Among its proudest achievements was its smart and sassy bucking of Atlantic City's conventional wisdom back in 2003. With its 50% partner, MGM (NYSE:MGM) it built the Borgata Casino Hotel & Spa. As managing partner, Boyd, with no East Coast gaming know-how to go on, changed the game. Against the almost religious faith that competitors had placed in big bus marketing programs in mass bussing, it passed on the strategy. It also had no second thoughts about locating the property in a critical mass boardwalk location to get the free business foot traffic. Borgata flourished from the get-go.
It also defied many competitors' long belief in the idea that no matter how much you courted younger patron demos, it was the older folks who were and who would remain the backbone of the business. But Boyd pressed ahead creating a vibe that did indeed appeal to, and form, a foundational customer segment of young customers. One by one, as the Borgata's monthly gaming and non-gaming revenues soared to become AC's number one revenue generator, the shibboleths fell. The property proved it could a) Prevail and grow without heavy bussing b) It could attract and maintain, a younger demo and c) that it would be the ultimate game-changer for the town. Furthermore, since the combination of cross-border competition from New York and Pennsylvania and recession crippled the AC market after 2006, Borgata not only maintained its leadership, but continued to thrive.

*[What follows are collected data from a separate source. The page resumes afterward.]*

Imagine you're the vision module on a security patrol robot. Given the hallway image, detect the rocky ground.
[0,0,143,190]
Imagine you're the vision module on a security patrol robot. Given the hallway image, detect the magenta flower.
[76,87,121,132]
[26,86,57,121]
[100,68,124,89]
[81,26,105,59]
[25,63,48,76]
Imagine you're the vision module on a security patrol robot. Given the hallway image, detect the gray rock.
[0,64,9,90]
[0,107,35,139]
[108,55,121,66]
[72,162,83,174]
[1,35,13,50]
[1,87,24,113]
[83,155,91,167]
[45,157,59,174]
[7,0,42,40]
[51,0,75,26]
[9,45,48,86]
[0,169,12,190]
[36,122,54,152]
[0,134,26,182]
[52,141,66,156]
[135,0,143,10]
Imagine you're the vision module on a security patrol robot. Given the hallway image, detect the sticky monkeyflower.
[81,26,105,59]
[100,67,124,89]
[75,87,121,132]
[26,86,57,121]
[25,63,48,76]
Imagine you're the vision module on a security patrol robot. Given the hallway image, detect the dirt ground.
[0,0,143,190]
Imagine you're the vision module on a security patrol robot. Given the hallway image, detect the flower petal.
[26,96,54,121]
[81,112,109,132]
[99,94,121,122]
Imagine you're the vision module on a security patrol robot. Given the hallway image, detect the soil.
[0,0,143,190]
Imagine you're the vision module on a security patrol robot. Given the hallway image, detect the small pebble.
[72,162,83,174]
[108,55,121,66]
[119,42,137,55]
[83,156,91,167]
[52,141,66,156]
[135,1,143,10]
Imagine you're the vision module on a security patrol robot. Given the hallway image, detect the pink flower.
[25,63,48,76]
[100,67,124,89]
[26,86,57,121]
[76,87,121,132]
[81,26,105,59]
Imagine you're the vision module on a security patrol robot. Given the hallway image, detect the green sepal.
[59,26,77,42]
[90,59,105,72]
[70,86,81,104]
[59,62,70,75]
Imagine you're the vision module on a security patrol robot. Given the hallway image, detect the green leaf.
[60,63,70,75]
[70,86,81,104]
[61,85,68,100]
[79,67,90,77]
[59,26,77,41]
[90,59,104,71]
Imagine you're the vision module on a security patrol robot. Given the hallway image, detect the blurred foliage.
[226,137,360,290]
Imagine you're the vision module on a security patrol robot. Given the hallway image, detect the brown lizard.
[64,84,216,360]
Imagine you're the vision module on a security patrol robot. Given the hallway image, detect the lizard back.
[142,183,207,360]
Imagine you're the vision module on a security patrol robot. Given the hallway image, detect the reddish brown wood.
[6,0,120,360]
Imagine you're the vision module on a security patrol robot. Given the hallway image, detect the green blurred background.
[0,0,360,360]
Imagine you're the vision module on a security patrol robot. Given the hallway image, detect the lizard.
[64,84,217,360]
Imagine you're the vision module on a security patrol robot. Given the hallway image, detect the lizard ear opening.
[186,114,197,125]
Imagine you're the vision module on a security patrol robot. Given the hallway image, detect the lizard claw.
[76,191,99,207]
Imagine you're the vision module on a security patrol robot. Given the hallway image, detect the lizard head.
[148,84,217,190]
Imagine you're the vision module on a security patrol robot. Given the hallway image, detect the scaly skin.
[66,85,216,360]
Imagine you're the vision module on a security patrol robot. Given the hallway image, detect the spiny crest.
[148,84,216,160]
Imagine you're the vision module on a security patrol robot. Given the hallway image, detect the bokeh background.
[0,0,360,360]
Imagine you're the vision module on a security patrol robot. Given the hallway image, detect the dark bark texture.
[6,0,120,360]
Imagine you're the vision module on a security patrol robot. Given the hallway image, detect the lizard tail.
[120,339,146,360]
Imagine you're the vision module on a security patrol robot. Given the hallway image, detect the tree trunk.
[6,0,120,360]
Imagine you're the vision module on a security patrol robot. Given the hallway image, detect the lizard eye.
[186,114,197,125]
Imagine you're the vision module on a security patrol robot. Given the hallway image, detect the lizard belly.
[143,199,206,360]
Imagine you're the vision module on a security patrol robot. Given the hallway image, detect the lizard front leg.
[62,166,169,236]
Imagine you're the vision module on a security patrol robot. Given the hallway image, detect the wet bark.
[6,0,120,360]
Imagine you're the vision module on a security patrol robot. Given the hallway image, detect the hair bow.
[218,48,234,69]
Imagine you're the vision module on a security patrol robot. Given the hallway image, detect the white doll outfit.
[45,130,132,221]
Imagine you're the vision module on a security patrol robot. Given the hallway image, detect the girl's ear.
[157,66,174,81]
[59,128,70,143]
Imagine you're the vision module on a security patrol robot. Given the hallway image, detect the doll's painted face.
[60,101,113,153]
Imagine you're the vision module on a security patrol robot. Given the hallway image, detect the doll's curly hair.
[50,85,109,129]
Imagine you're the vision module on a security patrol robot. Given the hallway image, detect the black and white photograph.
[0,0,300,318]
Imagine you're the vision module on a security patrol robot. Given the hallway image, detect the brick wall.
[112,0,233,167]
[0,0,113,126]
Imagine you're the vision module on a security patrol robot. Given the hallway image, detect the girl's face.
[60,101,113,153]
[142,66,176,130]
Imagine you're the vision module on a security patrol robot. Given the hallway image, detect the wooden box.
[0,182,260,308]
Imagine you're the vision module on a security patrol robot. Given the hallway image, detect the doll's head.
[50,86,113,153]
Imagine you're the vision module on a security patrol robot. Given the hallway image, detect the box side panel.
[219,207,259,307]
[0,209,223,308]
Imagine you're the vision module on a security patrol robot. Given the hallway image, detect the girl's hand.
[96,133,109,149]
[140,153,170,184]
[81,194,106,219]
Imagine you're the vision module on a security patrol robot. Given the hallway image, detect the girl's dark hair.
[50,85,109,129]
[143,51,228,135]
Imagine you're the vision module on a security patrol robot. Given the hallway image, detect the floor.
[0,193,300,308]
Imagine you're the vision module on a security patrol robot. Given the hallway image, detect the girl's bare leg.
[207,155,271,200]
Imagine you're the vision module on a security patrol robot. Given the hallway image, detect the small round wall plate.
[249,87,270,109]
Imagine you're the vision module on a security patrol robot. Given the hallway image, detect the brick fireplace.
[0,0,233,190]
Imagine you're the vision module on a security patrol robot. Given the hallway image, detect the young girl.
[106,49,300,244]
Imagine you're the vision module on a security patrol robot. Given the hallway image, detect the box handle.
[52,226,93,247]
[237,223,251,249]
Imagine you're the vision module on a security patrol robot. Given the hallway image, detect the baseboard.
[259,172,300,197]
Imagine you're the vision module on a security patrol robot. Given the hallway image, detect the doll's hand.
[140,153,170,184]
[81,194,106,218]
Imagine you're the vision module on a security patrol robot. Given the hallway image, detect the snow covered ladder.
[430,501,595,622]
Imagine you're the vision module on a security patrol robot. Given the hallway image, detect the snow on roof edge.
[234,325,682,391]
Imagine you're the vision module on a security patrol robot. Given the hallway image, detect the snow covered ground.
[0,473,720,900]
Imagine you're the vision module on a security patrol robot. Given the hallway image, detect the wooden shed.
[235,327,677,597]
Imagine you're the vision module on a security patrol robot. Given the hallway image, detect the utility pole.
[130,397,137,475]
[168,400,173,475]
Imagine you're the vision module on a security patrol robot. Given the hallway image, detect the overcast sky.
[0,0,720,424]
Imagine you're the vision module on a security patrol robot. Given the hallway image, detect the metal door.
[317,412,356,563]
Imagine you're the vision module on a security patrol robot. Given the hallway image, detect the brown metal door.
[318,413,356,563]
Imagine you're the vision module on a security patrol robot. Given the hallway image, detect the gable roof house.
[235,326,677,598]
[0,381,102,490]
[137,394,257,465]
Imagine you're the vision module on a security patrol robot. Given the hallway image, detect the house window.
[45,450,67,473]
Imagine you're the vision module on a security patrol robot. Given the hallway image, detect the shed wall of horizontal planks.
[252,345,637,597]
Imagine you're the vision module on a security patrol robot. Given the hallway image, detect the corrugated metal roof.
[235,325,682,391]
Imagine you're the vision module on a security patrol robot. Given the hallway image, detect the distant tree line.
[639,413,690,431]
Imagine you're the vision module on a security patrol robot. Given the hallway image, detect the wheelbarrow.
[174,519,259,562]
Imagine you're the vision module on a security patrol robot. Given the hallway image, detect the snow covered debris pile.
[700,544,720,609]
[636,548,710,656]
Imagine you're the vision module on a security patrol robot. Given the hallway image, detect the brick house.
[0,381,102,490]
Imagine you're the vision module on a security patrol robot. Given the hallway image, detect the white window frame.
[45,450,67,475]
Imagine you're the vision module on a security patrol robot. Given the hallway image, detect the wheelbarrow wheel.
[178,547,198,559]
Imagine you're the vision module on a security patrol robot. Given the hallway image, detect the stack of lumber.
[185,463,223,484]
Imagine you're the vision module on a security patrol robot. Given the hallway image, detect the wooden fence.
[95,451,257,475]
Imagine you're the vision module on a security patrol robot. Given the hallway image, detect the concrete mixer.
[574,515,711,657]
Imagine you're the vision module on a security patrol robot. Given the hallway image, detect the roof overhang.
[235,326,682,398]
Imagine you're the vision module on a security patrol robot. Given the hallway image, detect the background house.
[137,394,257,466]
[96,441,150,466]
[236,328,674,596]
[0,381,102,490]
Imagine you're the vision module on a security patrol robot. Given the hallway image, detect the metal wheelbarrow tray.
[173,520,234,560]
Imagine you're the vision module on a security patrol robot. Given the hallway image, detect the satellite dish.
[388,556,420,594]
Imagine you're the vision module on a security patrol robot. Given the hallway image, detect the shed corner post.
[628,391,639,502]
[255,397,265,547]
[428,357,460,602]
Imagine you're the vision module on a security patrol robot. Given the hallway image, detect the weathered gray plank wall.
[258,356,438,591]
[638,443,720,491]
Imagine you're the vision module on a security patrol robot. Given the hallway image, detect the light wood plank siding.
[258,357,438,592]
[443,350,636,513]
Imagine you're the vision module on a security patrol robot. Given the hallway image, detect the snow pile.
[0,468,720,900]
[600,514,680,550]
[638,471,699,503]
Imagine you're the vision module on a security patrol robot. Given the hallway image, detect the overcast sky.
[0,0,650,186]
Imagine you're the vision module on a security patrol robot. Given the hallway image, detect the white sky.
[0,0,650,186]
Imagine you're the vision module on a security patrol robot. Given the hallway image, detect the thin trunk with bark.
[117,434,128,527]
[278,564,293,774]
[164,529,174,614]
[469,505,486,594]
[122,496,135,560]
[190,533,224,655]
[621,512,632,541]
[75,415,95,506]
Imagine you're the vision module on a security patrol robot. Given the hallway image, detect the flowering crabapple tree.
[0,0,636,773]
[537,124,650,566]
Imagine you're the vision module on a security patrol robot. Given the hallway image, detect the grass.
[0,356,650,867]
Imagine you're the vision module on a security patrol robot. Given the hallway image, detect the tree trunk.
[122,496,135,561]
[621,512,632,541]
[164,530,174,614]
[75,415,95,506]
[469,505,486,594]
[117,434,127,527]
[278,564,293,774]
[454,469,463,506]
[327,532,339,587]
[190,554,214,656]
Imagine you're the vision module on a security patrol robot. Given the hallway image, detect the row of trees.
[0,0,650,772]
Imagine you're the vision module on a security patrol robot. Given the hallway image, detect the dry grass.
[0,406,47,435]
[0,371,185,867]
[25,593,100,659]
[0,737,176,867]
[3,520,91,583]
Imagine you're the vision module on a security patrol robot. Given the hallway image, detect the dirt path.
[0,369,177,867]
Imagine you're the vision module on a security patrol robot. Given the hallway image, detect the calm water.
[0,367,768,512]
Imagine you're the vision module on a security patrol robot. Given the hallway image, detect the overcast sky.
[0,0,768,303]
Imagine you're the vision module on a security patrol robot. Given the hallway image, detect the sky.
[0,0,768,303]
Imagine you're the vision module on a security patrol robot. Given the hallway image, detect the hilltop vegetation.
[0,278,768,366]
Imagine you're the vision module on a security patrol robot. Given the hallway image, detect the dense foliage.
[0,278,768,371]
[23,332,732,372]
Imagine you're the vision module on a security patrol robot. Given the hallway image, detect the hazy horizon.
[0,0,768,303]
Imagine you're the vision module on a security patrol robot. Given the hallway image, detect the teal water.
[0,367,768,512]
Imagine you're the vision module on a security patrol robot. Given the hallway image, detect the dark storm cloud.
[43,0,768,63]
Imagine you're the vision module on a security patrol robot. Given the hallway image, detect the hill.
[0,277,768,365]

An attempt to adapt the Borgata business model on a large scale on a boardwalk site by the JPMorgan (NYSE:JPM) financed Revel (OTC:REVEQ) opened in the teeth of the AC downdraft in 2013. But that was only partly why the $2.4 billion dollar plus property tanked. The core reason was that its management failed to really understand that one of the quiet keys to Borgata's success was its outlier location at the marina. It was a place free of scruffy boardwalk vibes. Customers instead experienced open spaces, grassy acreage, a marina; a true resort setting rather than crowded, urban sprawl facing the ocean.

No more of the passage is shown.